Crisi: da direttivo Assonime le priorita' per favorire sviluppo

(ASCA) - Roma, 14 gen 2014 - Il Consiglio direttivo di Assonime, riunitosi questa mattina a Roma, ha sottolineato l'importanza di una rapida approvazione di una nuova legge elettorale ed ha poi analizzato le misure contenute nella Legge di stabilita'. Pur apprezzando lo sforzo compiuto per mantenere il rispetto del limite del 3 per cento nell'indebitamento del settore pubblico, il Consiglio direttivo di Assonime ha espresso riserve sulla qualita' della manovra, ''ancora prevalentemente centrata su aumenti delle imposte e minuti interventi redistributivi dispendiosi ma di scarso impatto effettivo''. Ha richiamato l'urgenza di avviare con decisione i tagli di spesa e le privatizzazioni, nonche' di aggredire gli oneri regolamentari e burocratici che frenano l'attivita' d'impresa. Ha sottolineato inoltre l'importanza di concludere l'iter parlamentare della Delega fiscale.

In generale, Assonime ha espresso preoccupazione per la lentezza delle decisioni che possono aiutare la ripresa, in particolare per i decreti attuativi relativi alle leggi gia' approvate ma non ancora entrare in vigore, in una situazione economica ancora molto difficile. Il Consiglio direttivo ha esaminato poi lo stato di avanzamento dell'Unione bancaria, apprezzando i progressi compiuti dal Consiglio dell'Ue sul meccanismo unico di risoluzione delle banche in crisi, ma ha manifestato preoccupazione per il lungo rinvio della piena mutualizzazione del fondo di risoluzione (dieci anni).
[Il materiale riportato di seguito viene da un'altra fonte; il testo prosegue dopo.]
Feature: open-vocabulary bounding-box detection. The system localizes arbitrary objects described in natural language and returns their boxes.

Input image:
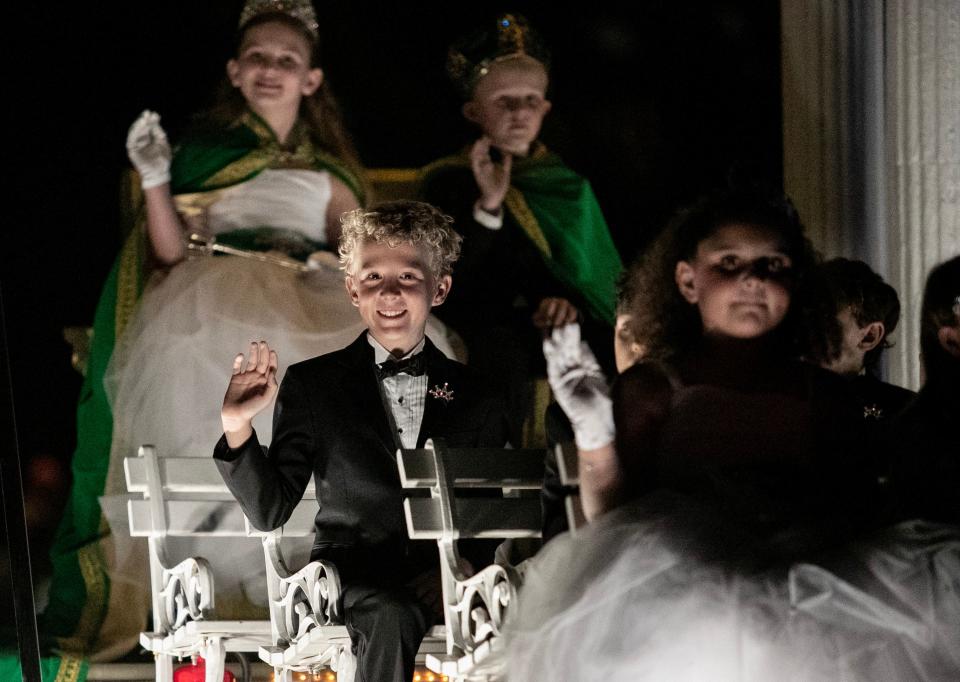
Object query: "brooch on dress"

[428,382,453,403]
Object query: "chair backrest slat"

[403,497,541,540]
[397,448,543,490]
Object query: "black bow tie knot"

[377,353,426,381]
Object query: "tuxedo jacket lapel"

[417,338,453,448]
[344,332,397,458]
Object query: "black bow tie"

[377,353,426,381]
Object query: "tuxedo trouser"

[341,582,432,682]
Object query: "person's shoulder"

[286,332,372,380]
[614,360,680,387]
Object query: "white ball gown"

[505,492,960,682]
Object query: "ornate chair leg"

[331,645,357,682]
[203,637,227,682]
[153,654,173,682]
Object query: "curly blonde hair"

[338,201,463,278]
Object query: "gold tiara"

[447,14,550,99]
[237,0,320,38]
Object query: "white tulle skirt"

[101,256,456,617]
[505,500,960,682]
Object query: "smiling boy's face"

[463,58,551,156]
[346,241,451,357]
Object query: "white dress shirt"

[367,333,428,448]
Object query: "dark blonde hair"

[920,256,960,385]
[338,201,463,279]
[622,187,829,362]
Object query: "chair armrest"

[262,530,343,644]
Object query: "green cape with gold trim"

[420,144,623,324]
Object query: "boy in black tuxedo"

[214,201,507,682]
[819,258,916,422]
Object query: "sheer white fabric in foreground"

[506,496,960,682]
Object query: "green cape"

[421,145,623,324]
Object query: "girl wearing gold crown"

[37,0,452,660]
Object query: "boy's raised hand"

[220,341,279,448]
[470,135,513,213]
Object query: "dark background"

[0,0,782,588]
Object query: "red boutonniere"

[428,382,453,403]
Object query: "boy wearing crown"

[420,14,622,445]
[214,201,507,682]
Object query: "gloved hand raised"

[543,323,615,450]
[127,110,173,189]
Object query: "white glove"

[543,323,616,450]
[127,110,173,189]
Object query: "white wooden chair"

[397,439,544,680]
[124,445,316,682]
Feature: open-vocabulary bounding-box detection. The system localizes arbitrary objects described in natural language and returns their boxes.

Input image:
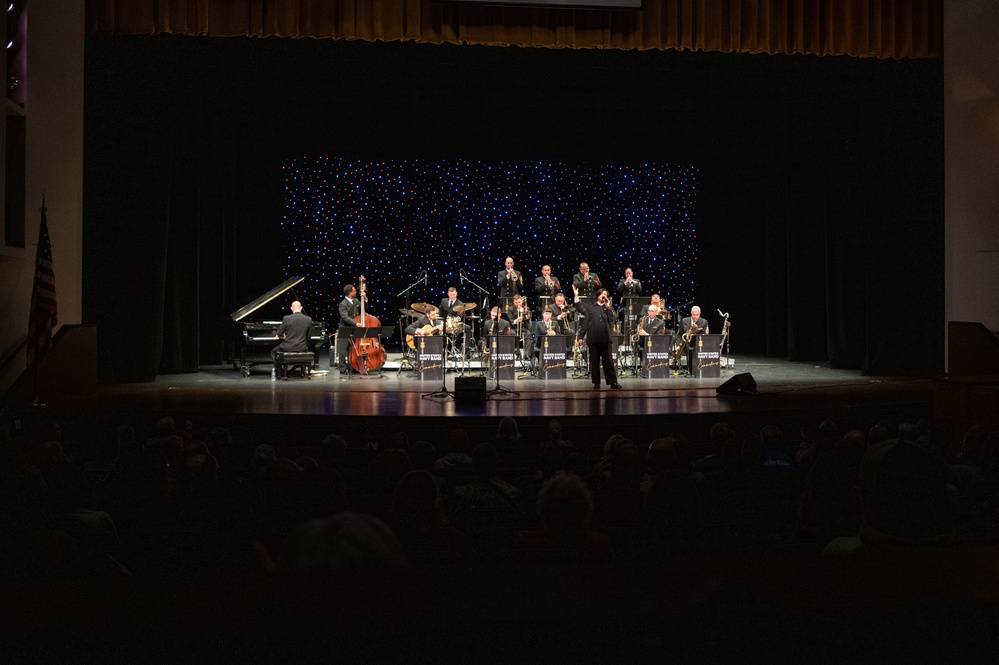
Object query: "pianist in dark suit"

[330,284,361,374]
[271,300,312,362]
Inoltre, non e' stato raggiunto l'accordo sugli strumenti di backup finanziario e fiscale del fondo di risoluzione. Di conseguenza per Assonime ''non si puo' sperare in una riduzione della frammentazione dei mercati finanziari, cosa che implica tassi d'interesse piu' elevati per le imprese italiane''.
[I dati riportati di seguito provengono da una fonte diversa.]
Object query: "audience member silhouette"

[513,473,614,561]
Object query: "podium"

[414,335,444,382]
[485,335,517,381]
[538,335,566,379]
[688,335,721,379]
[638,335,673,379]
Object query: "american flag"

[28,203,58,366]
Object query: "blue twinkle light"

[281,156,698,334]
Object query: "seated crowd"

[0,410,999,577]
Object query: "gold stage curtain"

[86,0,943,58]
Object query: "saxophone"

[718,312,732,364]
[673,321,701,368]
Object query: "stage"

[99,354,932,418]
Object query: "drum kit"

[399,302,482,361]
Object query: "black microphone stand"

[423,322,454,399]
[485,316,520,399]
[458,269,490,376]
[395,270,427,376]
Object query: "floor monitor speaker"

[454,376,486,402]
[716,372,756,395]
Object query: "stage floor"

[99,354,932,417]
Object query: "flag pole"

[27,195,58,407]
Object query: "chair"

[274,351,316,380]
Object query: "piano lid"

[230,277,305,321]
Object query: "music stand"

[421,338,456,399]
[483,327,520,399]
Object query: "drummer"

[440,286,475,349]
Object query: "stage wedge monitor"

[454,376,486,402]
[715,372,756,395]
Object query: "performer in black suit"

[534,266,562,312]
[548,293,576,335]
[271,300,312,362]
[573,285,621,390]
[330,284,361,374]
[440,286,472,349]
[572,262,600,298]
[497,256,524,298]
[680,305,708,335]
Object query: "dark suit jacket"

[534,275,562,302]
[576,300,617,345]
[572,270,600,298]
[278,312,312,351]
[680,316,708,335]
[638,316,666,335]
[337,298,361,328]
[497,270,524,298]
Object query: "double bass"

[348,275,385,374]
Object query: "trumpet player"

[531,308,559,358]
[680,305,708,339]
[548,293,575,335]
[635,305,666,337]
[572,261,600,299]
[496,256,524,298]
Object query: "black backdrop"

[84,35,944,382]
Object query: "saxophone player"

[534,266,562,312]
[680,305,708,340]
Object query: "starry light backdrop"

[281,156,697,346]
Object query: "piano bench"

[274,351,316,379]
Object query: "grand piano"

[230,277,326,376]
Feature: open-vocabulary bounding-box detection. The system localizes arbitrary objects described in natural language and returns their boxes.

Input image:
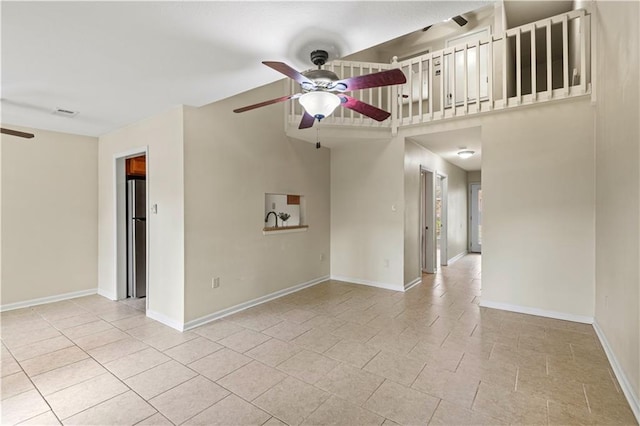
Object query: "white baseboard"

[181,276,329,331]
[98,288,118,300]
[147,309,185,331]
[331,275,405,291]
[404,277,422,291]
[447,250,469,266]
[0,288,98,312]
[593,321,640,423]
[480,298,593,324]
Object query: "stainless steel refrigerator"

[127,179,147,297]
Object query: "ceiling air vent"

[53,108,78,118]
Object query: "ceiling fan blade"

[334,68,407,92]
[0,127,34,139]
[233,93,302,112]
[339,95,391,121]
[298,111,316,129]
[262,61,315,88]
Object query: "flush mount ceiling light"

[298,92,341,120]
[458,148,476,160]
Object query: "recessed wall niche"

[263,193,307,232]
Espressa anche preoccupazione per il forte rallentamento del credito bancario, spiegato almeno in parte dall'incertezza sull'impatto sul capitale delle banche del prossimo esercizio di Asset Quality Review e degli stress test della Bce e dell'Eba. Il Consiglio ha infine approvato l'ammissione di sei nuove imprese associate: Barclays Bank P.l.c., Cape Live S.p.A., Comdata S.p.A., Ottana Energia S.p.A., Sea S.p.A. e Zambon Group S.p.A.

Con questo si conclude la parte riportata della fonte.